José Valdizán Ayala
Un papa con alma peruana
Como obispo de Chiclayo denunció las injusticias y acompañó a los desamparados

Cuando el cardenal Robert Francis Prevost apareció en el balcón central de la basílica de San Pedro como el nuevo papa León XIV, no se dirigió al Perú en latín ni en italiano, como manda la tradición. Lo hizo en español, con una entonación nítida y afectuosa que nos estremeció a todos: “Un saludo a todos aquellos, en modo particular, a mi querida diócesis de Chiclayo, en el Perú”.
En ese instante, los chiclayanos supieron que aquel sacerdote que caminó por sus calles celebró sus fiestas patronales y defendió a sus pobres, no se había olvidado de ellos. Era el mismo hombre que, como obispo de Chiclayo, había denunciado la injusticia sin alzar la voz, acompañando a los desamparados y sirviendo a su comunidad con una humildad sincera. Ahora, desde la cima del catolicismo, su primer gesto fue recordar a los desposeídos que no suelen ser recordados.
León XIV, el primer pontífice estadounidense, no es ajeno al Perú. Vivió aquí durante décadas, primero como formador de jóvenes agustinos y luego como obispo.
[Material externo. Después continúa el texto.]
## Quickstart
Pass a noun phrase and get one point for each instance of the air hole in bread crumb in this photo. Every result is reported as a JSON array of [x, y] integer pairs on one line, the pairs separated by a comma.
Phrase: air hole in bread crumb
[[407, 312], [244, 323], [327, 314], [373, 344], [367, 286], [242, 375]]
Su historia está marcada por las calles de Trujillo, Huancayo y Chiclayo, “donde un pueblo fiel ha acompañado a su obispo, compartido su fe y ha dado tanto para seguir siendo iglesia fiel de Jesucristo”. En 2015 adoptó oficialmente nuestra nacionalidad y es un peruano por convicción.
La elección de León XIV ha sido interpretada por la prensa internacional como una señal de continuidad con el papado de Francisco: un hombre del pueblo, pastor antes que príncipe, que conoce las heridas del mundo real. Pero también encarna algo nuevo. Su doble pertenencia —norteamericana y latinoamericana— lo convierte en un puente, en una figura capaz de hablarle al norte global sin olvidar al sur olvidado.
No estamos ante un papa teólogo ni ante un estratega eclesiástico. Estamos ante un hombre que ha caminado. Que ha visto. Que ha escuchado. Y, sobre todo, que ha servido. En tiempos de crisis de representación, tanto política como religiosa, su figura tiene algo de restitución: de devolverle al poder su dimensión ética.
Su primer discurso fue breve, sin anuncios rimbombantes, pero dejó claro su propósito: una Iglesia cercana, sinodal, comprometida con los últimos. Una Iglesia que dialogue, que construya puentes. No promete revoluciones, pero su elección ya es una. En un mundo polarizado, marcado por la exclusión y la sospecha, su sola biografía —un religioso estadounidense con corazón peruano— es un gesto de unidad inesperada.
Tal vez no haya mejor símbolo para este tiempo que ese saludo espontáneo, en español, desde el Vaticano al corazón del Perú. No fue un gesto político ni diplomático. Fue un acto de memoria y de amor. Un recordatorio de que el Evangelio, cuando es auténtico, comienza en los márgenes. Y que, a veces, un Papa no necesita reformar la Iglesia para renovar su sentido: basta con recordar, desde el centro, a los que están fuera. Y decirles, como lo hizo León XIV: “No los he olvidado”.